Por primera vez en un juicio de lesa humanidad en Mendoza se abordó el “Operativo antijesuita”, que persiguió a estudiantes y militantes que colaboraban con el padre Macuca Llorens en el Barrio San Martín.

El Operativo Antijesuita tuvo como blanco a militantes que trabajaban junto el padre José María “Macuca” Llorens en el barrio San Martín. En esa barriada el sacerdore comenzó a trabajar en 1958, cuando aún no existía el movimiento de curas tercermundistas. De un basural el padre levantó un barrio obrero con la ayuda de estudiantes, militantes y vecinos.

En 1972 resumió su experiencia en un libro reeditado en 2018: “Opción fuera de la ley”. Llorens cuenta en su libro: “… y así aprendimos lo que era vivir fuera de la ley. Lo que no se pudo hacer de día se hizo de noche. Así por tres años se fue “robando” la luz, el agua, arreglo de calles, reparto de lotes, sin aprobación de la ley. Presentí que una ley que alcanza a pocos es injusta: no obliga. Y que ya se están dando las circunstancias para una nueva ley, que obligará, porque alcanzará en justicia para todos”.

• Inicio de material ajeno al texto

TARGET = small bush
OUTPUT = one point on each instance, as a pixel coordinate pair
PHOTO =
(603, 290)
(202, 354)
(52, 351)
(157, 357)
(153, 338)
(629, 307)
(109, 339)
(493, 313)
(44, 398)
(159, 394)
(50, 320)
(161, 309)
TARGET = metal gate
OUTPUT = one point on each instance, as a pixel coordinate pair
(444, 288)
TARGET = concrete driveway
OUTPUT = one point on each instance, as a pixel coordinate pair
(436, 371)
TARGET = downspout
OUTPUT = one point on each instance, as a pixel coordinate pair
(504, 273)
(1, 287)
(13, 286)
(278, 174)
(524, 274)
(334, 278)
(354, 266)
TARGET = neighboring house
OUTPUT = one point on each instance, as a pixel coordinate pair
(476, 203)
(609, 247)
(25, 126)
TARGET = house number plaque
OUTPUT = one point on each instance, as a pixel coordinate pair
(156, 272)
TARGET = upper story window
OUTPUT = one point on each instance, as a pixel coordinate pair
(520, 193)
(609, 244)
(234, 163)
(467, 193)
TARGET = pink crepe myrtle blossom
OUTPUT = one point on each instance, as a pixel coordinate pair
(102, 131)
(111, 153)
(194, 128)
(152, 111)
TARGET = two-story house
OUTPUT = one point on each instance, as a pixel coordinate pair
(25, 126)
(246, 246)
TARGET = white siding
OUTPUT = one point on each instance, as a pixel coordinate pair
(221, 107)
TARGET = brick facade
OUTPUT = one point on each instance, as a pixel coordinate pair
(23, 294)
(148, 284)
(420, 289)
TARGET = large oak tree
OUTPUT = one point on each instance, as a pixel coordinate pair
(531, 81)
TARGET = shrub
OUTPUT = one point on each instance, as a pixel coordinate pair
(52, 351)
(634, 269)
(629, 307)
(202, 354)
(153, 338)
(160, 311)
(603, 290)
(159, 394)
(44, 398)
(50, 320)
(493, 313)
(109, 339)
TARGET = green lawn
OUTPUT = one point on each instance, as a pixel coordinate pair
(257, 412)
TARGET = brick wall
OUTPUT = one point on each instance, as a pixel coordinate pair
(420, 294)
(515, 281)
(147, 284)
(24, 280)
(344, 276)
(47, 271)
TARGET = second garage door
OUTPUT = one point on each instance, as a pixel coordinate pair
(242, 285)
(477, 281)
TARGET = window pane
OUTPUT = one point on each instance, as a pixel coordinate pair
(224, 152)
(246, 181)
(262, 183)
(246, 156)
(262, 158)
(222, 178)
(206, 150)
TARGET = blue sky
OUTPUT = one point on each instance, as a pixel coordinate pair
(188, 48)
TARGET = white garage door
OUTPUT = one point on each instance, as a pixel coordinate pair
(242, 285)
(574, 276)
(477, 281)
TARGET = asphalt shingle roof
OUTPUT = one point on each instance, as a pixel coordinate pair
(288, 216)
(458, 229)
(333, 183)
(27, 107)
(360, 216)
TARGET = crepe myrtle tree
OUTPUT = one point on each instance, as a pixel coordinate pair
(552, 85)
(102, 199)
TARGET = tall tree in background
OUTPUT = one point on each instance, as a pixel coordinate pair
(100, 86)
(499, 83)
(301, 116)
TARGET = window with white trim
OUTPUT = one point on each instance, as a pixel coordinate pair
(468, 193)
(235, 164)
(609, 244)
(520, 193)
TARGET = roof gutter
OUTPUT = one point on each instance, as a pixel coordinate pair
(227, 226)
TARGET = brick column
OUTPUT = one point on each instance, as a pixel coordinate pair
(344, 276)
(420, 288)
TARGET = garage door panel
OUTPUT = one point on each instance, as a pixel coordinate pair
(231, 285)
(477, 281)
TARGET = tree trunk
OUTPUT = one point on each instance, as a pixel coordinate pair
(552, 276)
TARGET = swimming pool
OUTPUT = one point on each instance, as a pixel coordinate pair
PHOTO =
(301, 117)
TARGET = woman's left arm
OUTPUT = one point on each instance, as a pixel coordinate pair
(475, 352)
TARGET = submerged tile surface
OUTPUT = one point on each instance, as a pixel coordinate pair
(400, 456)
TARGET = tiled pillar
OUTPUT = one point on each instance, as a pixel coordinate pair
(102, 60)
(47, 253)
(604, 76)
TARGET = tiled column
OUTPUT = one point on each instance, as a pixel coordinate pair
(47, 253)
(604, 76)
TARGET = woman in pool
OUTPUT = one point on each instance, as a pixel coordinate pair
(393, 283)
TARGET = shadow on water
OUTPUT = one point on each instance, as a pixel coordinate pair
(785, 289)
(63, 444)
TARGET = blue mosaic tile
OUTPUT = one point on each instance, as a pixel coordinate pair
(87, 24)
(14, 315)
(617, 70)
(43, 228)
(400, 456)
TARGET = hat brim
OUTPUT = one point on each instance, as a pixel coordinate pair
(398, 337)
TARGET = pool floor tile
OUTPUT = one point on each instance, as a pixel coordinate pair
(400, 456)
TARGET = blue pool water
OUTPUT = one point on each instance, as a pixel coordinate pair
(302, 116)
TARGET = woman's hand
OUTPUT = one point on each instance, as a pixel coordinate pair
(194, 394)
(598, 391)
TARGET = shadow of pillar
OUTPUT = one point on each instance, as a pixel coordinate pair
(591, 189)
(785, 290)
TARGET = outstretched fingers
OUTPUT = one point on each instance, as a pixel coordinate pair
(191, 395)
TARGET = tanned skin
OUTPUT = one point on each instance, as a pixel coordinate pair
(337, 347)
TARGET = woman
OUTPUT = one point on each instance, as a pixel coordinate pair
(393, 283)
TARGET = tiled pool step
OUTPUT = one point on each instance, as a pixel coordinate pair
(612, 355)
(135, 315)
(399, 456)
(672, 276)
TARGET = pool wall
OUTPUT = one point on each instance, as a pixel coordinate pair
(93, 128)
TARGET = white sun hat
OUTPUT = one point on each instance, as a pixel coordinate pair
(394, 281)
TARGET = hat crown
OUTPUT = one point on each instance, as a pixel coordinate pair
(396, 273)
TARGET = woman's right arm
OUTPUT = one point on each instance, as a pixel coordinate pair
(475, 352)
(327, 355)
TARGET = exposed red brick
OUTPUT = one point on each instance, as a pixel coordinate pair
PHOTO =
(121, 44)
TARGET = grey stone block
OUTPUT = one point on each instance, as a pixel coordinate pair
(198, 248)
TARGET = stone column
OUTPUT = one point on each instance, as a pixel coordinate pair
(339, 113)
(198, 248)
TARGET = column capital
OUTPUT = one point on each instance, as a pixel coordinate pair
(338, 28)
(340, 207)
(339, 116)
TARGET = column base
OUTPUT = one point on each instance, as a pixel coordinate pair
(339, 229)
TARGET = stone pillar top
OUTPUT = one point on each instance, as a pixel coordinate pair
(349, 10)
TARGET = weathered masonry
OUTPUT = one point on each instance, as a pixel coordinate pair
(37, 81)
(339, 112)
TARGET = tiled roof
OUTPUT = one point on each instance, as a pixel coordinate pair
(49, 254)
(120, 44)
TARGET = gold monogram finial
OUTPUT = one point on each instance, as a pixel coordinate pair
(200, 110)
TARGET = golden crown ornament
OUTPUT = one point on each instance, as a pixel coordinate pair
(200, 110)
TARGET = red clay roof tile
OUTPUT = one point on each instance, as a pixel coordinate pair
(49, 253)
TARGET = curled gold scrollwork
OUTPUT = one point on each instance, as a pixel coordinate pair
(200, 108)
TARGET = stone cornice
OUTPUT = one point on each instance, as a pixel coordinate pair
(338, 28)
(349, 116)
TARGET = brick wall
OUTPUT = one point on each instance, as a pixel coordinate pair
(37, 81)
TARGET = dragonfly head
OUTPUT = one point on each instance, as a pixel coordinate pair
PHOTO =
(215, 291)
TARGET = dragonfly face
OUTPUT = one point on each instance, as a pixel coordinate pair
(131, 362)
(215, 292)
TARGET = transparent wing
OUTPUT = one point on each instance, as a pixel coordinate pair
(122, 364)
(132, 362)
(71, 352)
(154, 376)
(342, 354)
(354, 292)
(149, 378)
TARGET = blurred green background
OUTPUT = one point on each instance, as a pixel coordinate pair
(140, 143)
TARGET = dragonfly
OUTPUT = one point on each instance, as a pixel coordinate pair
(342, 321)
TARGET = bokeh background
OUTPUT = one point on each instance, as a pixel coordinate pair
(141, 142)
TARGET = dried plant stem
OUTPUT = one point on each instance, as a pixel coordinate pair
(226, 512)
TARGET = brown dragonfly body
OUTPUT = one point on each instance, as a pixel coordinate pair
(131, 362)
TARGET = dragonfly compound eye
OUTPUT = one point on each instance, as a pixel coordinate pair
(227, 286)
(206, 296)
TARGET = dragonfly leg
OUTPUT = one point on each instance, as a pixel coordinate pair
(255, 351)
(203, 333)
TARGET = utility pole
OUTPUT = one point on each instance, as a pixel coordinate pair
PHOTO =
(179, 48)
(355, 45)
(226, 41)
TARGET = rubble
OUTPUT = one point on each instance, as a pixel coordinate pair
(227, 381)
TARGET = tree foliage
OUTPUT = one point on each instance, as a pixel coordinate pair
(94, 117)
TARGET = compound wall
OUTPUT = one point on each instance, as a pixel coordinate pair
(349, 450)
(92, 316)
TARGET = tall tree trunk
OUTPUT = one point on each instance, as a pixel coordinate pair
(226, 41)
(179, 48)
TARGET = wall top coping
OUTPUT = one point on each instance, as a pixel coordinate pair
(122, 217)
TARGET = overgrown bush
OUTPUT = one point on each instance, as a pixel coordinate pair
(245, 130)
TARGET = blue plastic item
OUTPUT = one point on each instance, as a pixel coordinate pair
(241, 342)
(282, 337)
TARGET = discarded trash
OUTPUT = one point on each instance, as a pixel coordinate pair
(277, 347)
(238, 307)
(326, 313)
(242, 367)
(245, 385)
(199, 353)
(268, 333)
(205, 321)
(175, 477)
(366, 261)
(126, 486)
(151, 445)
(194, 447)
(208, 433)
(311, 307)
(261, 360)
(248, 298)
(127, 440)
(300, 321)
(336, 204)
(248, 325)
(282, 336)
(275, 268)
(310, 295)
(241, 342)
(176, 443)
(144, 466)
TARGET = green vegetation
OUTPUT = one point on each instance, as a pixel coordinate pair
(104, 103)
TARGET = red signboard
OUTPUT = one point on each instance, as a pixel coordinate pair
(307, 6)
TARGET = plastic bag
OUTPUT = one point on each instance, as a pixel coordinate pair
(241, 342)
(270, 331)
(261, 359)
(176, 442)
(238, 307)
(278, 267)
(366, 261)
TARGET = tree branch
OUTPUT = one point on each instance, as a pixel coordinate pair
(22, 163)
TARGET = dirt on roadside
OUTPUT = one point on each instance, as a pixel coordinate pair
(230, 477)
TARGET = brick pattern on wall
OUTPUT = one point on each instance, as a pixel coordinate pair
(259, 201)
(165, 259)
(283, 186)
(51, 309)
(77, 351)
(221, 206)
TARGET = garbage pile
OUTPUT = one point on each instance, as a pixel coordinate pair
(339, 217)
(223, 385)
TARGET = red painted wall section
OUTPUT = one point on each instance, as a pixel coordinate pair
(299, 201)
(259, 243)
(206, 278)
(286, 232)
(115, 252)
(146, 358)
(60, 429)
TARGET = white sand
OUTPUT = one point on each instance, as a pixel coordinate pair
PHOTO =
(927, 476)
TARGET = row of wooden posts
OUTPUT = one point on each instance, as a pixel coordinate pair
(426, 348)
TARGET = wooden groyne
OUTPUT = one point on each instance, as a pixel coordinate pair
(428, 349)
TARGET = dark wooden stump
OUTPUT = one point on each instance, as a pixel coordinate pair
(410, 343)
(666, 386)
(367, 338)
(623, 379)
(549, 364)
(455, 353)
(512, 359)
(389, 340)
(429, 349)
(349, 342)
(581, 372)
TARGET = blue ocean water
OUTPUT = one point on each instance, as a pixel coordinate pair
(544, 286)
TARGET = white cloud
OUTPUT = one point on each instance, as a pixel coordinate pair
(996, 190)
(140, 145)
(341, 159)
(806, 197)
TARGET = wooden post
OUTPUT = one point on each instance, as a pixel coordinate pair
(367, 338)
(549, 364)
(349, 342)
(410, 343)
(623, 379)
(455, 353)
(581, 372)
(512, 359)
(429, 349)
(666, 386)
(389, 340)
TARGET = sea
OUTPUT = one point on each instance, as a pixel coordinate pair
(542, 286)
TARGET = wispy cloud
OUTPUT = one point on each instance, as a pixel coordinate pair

Entre el 8 de junio y el 16 de septiembre de 1976, ocho personas fueron secuestradas y continúan desaparecidas: María Leonor Mércuri, María Inés Correa Llano, Carlos Jakowczyk, María Cristina Lillo, Zulma Pura Zingaretti, Mercedes Salvadora Vega, Rafael Olivera y Nora Rodríguez Jurado. Todas tenían en común haber participado con “Macuca” Llorens de la militancia social en el naciente barrio San Martín.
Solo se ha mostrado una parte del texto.